Avec les éditions LIBRE, nous voulons encourager et favoriser cet engouement, en déboulonnant certains mythes, comme celui de l’efficacité et la supériorité de la non-violence, dont l’emprise étouffe le potentiel des mouvements de lutte.
Mr Mondialisation : Quels sont vos futurs projets éditoriaux ?

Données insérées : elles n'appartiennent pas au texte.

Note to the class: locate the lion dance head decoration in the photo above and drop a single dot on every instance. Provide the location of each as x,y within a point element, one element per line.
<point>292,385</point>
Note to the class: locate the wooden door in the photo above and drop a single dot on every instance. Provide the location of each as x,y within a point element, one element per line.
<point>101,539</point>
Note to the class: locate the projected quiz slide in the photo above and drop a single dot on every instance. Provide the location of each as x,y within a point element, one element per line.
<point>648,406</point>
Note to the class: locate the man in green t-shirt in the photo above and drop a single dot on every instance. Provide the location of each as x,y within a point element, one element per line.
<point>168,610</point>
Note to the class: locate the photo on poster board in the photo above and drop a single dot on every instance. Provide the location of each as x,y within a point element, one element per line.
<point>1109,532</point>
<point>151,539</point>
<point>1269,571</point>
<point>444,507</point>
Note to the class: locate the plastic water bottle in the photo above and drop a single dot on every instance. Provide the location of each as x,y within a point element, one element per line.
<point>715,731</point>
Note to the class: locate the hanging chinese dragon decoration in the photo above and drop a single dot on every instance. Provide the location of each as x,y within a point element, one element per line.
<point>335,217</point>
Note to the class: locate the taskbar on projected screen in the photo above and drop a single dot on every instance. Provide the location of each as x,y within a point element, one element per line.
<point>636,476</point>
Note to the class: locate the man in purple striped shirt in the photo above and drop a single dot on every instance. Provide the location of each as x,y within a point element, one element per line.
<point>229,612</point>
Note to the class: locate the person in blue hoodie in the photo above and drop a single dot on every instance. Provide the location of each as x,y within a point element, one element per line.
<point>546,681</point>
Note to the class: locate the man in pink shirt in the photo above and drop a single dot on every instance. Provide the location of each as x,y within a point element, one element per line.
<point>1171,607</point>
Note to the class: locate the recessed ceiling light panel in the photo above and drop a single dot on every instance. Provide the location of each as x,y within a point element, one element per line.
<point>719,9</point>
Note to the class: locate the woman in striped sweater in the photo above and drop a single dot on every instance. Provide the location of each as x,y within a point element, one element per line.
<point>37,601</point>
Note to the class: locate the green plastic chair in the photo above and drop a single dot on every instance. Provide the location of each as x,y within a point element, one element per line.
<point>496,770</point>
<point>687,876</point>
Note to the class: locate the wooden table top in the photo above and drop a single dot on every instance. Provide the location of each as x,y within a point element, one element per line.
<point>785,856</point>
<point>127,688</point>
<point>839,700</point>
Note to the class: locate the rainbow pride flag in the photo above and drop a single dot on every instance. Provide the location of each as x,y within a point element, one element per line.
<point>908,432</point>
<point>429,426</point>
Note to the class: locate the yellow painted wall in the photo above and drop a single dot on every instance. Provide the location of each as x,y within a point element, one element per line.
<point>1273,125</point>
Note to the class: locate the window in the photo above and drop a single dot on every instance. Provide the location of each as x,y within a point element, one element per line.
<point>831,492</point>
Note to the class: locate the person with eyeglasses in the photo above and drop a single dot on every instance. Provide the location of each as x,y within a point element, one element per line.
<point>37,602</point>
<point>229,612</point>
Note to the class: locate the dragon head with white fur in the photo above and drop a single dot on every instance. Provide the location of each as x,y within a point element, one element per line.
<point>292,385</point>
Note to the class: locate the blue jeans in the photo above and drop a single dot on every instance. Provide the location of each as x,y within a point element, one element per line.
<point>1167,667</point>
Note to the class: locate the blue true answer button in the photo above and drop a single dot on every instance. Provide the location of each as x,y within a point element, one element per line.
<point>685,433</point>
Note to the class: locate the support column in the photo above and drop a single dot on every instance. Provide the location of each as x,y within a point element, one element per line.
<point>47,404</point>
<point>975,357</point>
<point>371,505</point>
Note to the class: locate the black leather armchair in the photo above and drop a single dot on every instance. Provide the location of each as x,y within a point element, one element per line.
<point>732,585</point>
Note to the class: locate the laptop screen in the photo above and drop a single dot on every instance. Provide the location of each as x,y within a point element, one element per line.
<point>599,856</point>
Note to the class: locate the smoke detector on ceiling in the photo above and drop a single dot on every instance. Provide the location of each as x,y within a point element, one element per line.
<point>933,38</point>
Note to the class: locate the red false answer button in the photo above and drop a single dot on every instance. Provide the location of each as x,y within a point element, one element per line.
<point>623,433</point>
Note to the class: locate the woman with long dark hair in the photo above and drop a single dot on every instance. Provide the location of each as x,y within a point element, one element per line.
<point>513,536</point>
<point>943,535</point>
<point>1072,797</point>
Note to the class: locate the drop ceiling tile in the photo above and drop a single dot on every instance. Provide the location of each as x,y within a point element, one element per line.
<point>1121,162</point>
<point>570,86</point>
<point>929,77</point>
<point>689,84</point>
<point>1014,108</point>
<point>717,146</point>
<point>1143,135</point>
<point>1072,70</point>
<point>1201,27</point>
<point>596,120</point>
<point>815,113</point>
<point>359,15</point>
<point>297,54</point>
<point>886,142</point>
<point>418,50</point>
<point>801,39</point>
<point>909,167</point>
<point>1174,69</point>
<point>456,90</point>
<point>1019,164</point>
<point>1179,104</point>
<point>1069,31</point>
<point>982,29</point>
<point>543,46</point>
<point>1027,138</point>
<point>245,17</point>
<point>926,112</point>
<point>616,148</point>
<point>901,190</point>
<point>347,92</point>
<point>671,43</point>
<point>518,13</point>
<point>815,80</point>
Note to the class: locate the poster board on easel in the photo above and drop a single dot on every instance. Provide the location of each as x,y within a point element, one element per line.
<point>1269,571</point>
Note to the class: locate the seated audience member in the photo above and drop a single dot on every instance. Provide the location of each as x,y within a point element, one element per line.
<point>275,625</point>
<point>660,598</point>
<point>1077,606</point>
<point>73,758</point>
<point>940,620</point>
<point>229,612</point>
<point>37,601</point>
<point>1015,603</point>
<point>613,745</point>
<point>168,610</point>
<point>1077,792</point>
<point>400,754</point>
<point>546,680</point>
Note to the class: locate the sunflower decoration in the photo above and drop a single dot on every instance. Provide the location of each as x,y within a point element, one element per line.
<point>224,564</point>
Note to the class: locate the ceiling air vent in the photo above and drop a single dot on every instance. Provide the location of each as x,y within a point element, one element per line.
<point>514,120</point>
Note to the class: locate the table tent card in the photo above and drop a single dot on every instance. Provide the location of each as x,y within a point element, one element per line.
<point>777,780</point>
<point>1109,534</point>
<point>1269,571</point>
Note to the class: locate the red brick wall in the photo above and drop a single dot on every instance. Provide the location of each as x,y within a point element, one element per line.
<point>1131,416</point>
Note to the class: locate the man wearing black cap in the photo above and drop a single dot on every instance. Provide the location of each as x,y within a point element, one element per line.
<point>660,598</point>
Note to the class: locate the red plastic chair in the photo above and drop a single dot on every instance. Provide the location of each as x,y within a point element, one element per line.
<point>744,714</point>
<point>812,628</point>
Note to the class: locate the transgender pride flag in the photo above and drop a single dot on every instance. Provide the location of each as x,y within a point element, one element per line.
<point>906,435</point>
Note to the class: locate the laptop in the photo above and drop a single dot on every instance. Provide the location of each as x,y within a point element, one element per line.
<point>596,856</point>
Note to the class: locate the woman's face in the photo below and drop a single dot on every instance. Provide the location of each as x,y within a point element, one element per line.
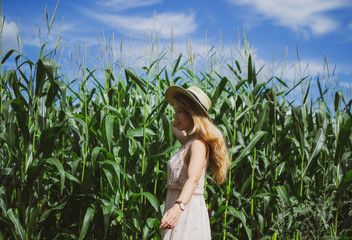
<point>183,120</point>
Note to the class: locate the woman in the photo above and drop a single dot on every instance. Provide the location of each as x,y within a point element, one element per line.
<point>186,216</point>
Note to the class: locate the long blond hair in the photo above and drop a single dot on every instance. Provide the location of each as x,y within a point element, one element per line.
<point>204,129</point>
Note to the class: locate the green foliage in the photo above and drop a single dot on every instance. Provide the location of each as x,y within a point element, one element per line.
<point>91,164</point>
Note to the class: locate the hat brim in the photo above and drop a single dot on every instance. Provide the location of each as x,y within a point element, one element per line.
<point>174,90</point>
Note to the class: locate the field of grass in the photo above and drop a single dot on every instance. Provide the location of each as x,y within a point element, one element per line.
<point>83,156</point>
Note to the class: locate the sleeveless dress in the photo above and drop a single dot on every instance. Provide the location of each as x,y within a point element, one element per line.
<point>193,223</point>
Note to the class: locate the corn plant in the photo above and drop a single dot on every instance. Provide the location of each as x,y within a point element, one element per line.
<point>85,157</point>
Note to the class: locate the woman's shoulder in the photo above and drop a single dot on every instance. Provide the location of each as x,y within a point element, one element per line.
<point>198,144</point>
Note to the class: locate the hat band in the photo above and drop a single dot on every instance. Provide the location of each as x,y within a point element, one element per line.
<point>195,96</point>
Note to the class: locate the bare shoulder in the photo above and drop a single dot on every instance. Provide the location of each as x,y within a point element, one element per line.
<point>199,145</point>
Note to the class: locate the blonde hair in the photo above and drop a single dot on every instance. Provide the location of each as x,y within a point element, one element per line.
<point>204,129</point>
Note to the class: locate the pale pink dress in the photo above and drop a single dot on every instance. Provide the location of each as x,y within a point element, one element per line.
<point>193,223</point>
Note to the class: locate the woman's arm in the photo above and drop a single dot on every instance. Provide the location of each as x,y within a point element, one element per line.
<point>180,135</point>
<point>198,152</point>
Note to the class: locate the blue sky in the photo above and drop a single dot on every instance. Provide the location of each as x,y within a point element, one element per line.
<point>318,28</point>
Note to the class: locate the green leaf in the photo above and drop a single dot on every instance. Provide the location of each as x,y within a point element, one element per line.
<point>240,215</point>
<point>56,208</point>
<point>281,191</point>
<point>87,219</point>
<point>109,127</point>
<point>319,142</point>
<point>16,222</point>
<point>151,198</point>
<point>8,54</point>
<point>139,132</point>
<point>247,150</point>
<point>60,168</point>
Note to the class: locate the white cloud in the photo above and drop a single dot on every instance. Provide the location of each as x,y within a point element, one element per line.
<point>347,85</point>
<point>9,36</point>
<point>123,4</point>
<point>180,23</point>
<point>307,16</point>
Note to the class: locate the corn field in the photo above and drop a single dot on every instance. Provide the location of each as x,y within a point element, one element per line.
<point>85,157</point>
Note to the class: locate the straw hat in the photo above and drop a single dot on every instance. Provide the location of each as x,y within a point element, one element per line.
<point>194,93</point>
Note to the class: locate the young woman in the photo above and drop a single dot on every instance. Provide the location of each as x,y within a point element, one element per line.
<point>186,216</point>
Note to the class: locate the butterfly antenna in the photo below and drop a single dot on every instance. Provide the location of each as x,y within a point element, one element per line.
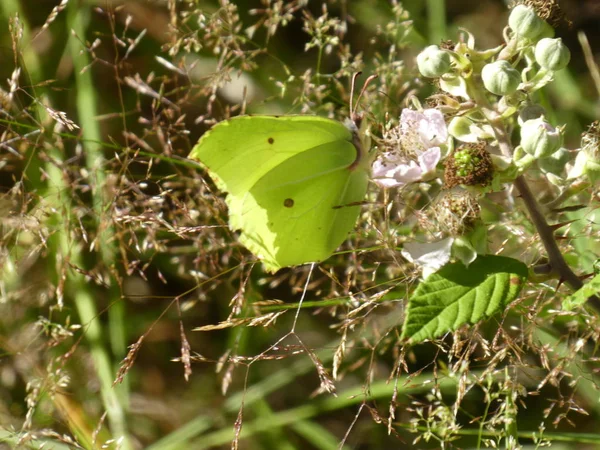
<point>362,91</point>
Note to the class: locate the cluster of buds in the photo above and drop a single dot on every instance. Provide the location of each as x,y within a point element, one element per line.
<point>481,92</point>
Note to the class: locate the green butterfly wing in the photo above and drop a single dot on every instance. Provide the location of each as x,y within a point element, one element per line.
<point>292,183</point>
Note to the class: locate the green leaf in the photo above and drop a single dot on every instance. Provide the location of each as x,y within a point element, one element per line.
<point>590,289</point>
<point>456,295</point>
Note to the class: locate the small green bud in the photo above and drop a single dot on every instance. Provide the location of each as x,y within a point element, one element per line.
<point>460,128</point>
<point>555,163</point>
<point>547,31</point>
<point>552,54</point>
<point>539,138</point>
<point>500,78</point>
<point>530,112</point>
<point>524,21</point>
<point>433,62</point>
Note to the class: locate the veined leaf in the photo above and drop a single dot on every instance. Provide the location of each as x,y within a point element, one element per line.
<point>457,295</point>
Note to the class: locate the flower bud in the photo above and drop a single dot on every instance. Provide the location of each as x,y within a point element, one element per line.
<point>539,138</point>
<point>529,112</point>
<point>433,62</point>
<point>585,164</point>
<point>469,165</point>
<point>524,21</point>
<point>460,128</point>
<point>555,163</point>
<point>552,54</point>
<point>500,78</point>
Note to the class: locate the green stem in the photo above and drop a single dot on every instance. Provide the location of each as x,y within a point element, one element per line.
<point>115,398</point>
<point>546,233</point>
<point>436,15</point>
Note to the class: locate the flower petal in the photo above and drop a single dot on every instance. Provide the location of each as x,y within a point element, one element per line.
<point>408,173</point>
<point>431,256</point>
<point>433,128</point>
<point>429,159</point>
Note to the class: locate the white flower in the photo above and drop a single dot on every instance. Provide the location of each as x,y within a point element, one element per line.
<point>415,148</point>
<point>431,256</point>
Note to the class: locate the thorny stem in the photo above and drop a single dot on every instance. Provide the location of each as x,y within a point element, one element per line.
<point>546,233</point>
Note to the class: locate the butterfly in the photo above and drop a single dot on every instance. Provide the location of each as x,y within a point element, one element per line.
<point>294,183</point>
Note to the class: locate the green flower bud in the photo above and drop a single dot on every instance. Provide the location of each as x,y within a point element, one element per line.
<point>530,112</point>
<point>524,21</point>
<point>433,62</point>
<point>555,163</point>
<point>500,78</point>
<point>547,31</point>
<point>539,138</point>
<point>460,128</point>
<point>552,54</point>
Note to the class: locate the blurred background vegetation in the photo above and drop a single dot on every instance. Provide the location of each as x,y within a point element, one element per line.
<point>114,247</point>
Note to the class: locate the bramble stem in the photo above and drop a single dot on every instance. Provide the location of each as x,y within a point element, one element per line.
<point>546,233</point>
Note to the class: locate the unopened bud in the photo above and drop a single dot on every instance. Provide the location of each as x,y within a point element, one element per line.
<point>524,21</point>
<point>500,78</point>
<point>539,138</point>
<point>552,54</point>
<point>433,62</point>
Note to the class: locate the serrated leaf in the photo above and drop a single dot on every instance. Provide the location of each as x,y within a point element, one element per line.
<point>457,295</point>
<point>588,290</point>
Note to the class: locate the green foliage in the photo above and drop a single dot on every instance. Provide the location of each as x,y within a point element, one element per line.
<point>457,295</point>
<point>131,316</point>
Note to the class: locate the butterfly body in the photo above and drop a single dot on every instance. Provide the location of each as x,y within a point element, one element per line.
<point>294,183</point>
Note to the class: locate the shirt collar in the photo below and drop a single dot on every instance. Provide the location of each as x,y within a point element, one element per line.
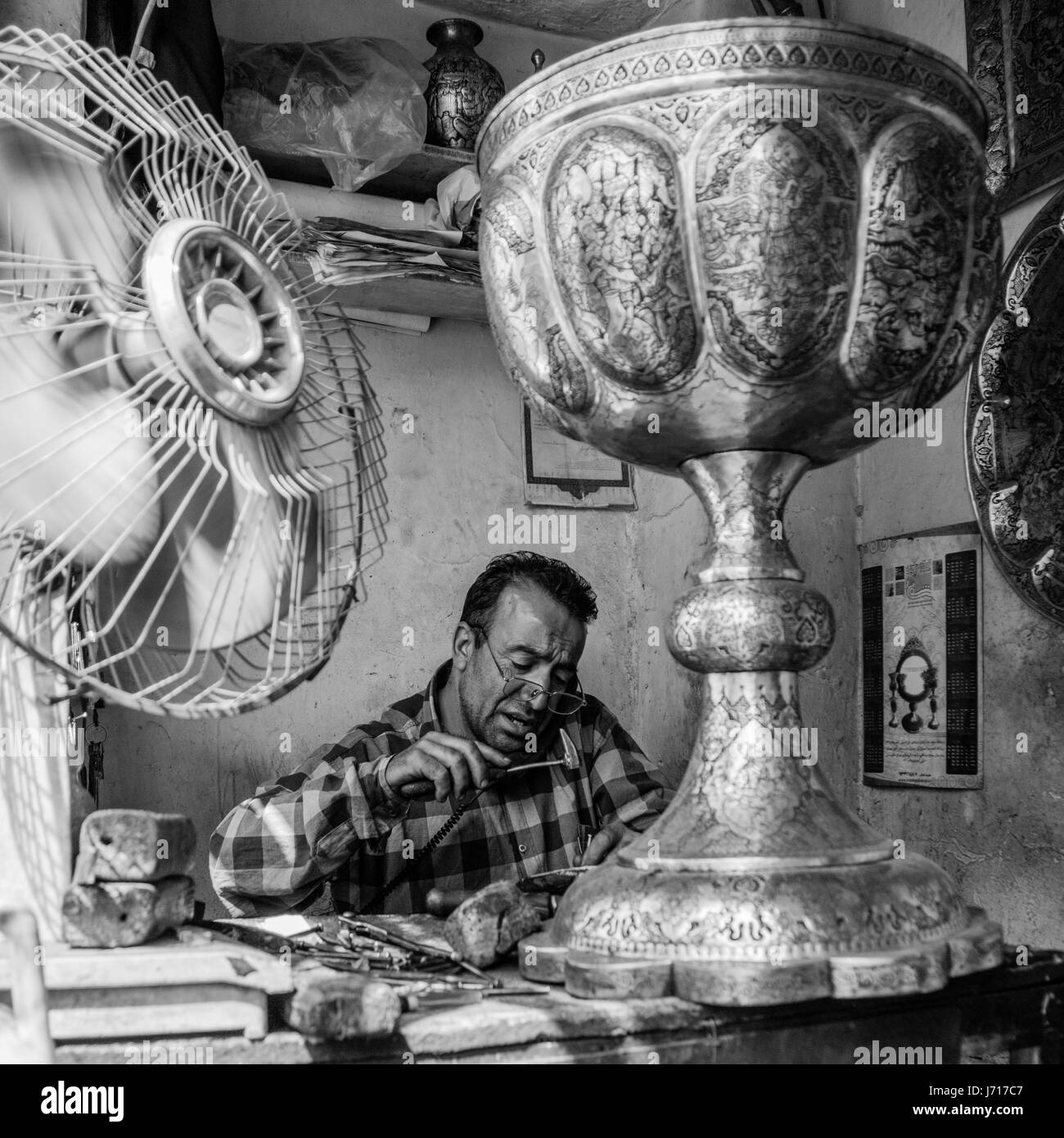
<point>429,717</point>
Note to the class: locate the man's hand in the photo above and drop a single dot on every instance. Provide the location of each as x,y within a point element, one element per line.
<point>604,842</point>
<point>438,766</point>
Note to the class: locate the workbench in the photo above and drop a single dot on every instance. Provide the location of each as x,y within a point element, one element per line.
<point>1019,1011</point>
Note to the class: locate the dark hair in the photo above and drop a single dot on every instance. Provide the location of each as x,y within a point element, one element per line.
<point>556,578</point>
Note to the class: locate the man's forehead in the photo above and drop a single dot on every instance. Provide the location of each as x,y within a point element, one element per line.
<point>528,615</point>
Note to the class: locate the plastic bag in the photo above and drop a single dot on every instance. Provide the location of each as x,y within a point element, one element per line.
<point>355,104</point>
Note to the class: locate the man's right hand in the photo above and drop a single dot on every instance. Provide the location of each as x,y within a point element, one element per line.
<point>438,766</point>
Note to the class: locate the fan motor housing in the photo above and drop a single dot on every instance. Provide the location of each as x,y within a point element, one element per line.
<point>225,318</point>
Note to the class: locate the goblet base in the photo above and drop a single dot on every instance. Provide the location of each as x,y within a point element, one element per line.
<point>890,928</point>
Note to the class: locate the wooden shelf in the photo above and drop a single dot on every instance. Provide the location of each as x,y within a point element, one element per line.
<point>595,20</point>
<point>413,180</point>
<point>419,296</point>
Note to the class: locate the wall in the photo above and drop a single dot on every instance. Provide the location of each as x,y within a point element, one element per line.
<point>52,15</point>
<point>1004,843</point>
<point>462,464</point>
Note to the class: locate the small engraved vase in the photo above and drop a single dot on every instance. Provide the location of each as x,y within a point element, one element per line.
<point>462,87</point>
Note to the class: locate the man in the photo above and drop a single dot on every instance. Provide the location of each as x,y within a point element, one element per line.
<point>355,814</point>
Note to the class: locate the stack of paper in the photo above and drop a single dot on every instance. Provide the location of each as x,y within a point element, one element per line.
<point>340,255</point>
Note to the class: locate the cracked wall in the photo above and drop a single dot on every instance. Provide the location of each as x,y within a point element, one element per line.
<point>460,464</point>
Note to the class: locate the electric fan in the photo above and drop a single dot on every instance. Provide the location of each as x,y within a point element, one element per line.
<point>192,457</point>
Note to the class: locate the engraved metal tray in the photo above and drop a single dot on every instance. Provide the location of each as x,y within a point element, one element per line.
<point>1015,419</point>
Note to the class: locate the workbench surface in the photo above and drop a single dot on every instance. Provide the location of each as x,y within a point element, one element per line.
<point>1017,1009</point>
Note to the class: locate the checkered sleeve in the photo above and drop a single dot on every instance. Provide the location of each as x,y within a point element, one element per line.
<point>626,785</point>
<point>274,851</point>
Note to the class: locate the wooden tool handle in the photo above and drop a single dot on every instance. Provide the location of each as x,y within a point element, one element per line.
<point>442,902</point>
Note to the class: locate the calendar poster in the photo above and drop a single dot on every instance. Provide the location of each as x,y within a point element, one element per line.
<point>922,660</point>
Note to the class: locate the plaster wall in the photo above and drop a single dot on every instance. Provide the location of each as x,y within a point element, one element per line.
<point>1004,843</point>
<point>52,15</point>
<point>461,464</point>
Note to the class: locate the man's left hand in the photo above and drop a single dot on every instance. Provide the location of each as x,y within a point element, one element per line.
<point>603,843</point>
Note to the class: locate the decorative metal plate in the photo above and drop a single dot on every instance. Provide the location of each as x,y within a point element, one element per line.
<point>1015,419</point>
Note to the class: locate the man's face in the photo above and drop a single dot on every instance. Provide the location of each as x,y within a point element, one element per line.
<point>534,639</point>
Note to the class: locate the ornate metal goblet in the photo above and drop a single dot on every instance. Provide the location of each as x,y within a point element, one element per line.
<point>705,248</point>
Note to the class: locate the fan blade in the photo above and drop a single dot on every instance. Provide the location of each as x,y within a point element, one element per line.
<point>61,207</point>
<point>223,572</point>
<point>70,470</point>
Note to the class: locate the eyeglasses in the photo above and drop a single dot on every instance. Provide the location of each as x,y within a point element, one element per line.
<point>560,702</point>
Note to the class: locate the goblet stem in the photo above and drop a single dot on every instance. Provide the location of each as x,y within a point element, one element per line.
<point>754,794</point>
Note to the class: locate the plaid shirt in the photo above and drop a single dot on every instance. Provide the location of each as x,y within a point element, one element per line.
<point>334,820</point>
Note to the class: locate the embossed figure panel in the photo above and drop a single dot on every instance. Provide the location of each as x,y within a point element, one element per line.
<point>706,253</point>
<point>617,255</point>
<point>776,213</point>
<point>917,237</point>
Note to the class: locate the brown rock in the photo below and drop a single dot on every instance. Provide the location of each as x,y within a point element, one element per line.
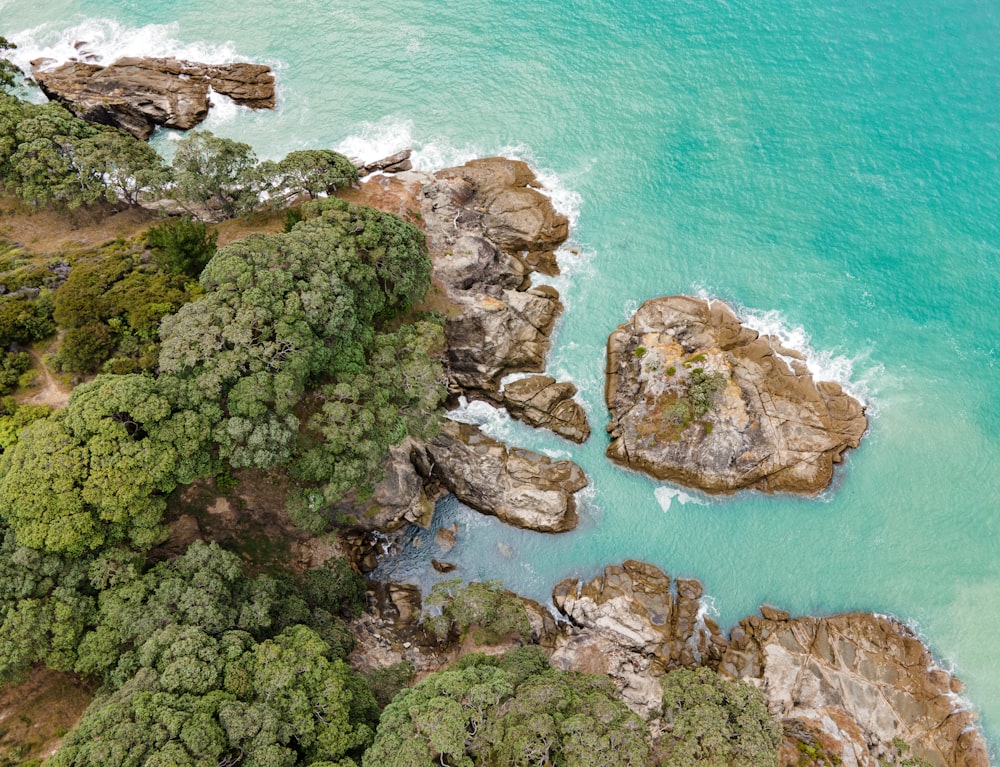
<point>397,500</point>
<point>541,401</point>
<point>519,487</point>
<point>139,94</point>
<point>698,399</point>
<point>864,682</point>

Editions LIBRE : D’ici la fin de cette année 2018, nous allons publier plusieurs livres très importants. En octobre, nous publierons le Manuel d’action directe de Earth First! et en novembre, un roman et best-seller international : Ishmael de Daniel Quinn. Et d’autres publications sont déjà prévues pour 2019, dont un livre de Derrick Jensen sur les illusions vertes (les industries du solaire, de l’éolien, de l’hydroélectrique, de la biomasse, etc., ces avatars du développement durable, qu’on nous présente comme des solutions à tous nos problèmes, tandis qu’elles ne font que perpétuer ou aggraver la situation mortifère dans laquelle nous nous enlisons), si tout se passe bien. En février 2019, nous organisons un festival sur le thème de l’écologie et des résistances contre la civilisation industrielle, avec projections-débats autour de longs métrages documentaires, et concours de réalisation de courts métrages. Vous pouvez dès à présent aller sur le site du festival www.ecologieenresistance.com.